The guidelines also recommend that any reported pathogenicity classification be reconfirmed every two to three years. As genetic databases grow, a variant once labeled uncertain may be reclassified as pathogenic or benign, potentially changing the screening plan for an entire family.
The Link Between Genetics and Sudden Cardiac Arrest
In pediatric HCM, carrying a sarcomere gene pathogenic variant is strongly associated with sudden cardiac arrest, with one study finding an odds ratio of 10.2 compared to children without sarcomere variants. The most common variants in these cases were in MYH7 (40%) and MYBPC3 (24%). Risk scoring systems that incorporate genetic information have shown strong predictive power, though a persistent challenge is that nearly half of sudden cardiac arrest events in children with HCM occur as the very first sign of the disease, before any diagnosis has been made.

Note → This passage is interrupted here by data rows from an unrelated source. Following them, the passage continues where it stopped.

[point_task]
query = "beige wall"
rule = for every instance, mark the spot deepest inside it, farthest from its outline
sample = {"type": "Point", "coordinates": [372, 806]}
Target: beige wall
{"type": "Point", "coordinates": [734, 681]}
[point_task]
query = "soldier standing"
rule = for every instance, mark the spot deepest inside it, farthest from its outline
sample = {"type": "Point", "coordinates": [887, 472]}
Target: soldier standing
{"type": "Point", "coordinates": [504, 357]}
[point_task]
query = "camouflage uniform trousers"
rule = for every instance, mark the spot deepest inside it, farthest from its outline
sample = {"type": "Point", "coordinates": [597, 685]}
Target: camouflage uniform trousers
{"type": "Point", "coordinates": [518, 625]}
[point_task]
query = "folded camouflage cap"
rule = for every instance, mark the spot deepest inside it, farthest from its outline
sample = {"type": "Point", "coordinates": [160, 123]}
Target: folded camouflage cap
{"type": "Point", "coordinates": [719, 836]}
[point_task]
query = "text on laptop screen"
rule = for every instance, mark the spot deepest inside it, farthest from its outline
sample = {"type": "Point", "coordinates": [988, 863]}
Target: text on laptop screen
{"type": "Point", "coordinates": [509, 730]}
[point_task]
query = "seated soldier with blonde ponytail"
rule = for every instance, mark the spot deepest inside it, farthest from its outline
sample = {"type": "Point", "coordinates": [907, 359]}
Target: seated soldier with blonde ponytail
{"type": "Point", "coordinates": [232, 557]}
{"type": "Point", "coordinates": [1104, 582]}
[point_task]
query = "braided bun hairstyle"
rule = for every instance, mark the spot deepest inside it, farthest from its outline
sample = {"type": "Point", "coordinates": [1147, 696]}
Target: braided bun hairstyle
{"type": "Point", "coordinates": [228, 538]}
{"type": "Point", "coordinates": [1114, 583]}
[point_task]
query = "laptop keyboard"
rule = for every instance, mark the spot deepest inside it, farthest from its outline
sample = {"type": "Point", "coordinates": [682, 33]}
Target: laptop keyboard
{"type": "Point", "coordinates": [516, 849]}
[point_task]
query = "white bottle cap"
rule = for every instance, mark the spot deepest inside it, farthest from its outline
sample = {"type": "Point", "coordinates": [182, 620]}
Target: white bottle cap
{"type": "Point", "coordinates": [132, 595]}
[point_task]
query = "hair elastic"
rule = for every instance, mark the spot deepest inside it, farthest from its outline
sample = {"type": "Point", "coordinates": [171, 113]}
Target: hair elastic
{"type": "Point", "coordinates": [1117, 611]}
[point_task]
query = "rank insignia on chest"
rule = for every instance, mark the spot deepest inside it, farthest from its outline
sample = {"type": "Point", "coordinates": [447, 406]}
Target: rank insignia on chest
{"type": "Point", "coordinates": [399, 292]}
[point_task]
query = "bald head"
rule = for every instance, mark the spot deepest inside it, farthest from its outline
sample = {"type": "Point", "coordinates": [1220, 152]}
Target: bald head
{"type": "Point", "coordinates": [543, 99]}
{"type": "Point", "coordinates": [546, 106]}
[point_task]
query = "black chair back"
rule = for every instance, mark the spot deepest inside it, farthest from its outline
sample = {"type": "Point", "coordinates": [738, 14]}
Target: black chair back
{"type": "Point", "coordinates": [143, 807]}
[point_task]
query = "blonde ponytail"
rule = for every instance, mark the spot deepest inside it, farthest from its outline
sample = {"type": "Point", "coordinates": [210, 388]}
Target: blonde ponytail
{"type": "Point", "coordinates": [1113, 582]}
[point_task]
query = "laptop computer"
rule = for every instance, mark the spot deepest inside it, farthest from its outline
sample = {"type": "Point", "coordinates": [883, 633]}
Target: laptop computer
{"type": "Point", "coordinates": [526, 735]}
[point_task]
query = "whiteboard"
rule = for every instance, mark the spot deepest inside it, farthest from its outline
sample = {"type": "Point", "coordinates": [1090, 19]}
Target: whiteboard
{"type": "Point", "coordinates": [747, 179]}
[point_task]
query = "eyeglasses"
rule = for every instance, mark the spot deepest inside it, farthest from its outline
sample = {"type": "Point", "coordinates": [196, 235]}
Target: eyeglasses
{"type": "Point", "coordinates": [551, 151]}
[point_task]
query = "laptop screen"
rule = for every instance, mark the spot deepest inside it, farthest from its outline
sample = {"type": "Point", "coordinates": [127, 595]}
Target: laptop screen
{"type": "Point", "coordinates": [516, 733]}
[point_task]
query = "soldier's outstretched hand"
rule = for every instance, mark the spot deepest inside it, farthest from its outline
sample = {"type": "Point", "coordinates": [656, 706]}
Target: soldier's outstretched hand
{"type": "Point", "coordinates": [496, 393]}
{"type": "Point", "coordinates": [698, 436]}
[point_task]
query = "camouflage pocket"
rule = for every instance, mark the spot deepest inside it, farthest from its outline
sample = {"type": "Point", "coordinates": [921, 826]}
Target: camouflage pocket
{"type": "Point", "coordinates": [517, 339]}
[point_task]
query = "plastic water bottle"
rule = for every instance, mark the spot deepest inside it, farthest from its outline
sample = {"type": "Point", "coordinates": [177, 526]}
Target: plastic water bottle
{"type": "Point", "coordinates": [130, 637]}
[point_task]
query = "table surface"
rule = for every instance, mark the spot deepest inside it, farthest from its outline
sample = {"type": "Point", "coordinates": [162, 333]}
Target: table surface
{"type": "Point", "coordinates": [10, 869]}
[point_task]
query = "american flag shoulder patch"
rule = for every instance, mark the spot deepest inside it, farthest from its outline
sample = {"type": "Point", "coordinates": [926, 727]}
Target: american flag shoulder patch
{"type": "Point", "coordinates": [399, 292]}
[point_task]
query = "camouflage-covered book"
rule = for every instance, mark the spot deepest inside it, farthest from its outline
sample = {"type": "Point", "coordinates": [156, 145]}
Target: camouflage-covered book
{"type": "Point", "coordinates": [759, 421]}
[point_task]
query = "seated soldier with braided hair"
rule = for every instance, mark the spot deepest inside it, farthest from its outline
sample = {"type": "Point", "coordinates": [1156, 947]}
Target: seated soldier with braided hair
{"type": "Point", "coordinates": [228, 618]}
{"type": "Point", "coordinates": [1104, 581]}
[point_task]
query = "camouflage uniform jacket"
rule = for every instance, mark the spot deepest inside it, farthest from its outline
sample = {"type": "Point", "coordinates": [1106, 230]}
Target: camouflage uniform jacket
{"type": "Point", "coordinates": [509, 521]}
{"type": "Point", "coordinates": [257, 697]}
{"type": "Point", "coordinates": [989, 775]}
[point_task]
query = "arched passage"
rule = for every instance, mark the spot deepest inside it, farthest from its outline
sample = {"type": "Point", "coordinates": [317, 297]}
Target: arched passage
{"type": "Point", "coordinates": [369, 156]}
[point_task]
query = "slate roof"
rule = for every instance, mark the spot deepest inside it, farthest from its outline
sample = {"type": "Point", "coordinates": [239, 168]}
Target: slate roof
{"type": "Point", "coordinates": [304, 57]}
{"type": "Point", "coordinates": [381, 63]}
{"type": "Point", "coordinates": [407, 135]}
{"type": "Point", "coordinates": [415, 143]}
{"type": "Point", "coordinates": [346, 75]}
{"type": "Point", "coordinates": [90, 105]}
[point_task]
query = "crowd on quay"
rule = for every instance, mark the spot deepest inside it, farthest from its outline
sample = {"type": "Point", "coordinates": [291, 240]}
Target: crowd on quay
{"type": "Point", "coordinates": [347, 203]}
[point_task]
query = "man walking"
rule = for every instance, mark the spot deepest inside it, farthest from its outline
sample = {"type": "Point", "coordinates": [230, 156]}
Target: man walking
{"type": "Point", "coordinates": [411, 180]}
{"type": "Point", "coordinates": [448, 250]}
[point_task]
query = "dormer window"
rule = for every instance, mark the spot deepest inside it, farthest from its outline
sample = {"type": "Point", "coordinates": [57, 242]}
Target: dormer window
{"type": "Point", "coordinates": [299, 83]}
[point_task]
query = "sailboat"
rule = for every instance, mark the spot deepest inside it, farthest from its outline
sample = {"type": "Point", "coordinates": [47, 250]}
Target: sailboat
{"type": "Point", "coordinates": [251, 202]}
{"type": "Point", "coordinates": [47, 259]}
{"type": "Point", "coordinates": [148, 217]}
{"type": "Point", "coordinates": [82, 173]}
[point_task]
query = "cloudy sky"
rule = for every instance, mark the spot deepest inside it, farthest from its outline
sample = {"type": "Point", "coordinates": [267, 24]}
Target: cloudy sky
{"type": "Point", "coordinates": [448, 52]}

In adults, the relationship between specific gene variants and sudden cardiac death risk is less straightforward. Clinical features like the degree of wall thickening, abnormal blood pressure response during exercise, family history of sudden death, and episodes of abnormal heart rhythms remain the primary tools for risk stratification. Genetic information adds a layer of context but has not replaced these clinical markers for guiding decisions about preventive interventions like implantable defibrillators.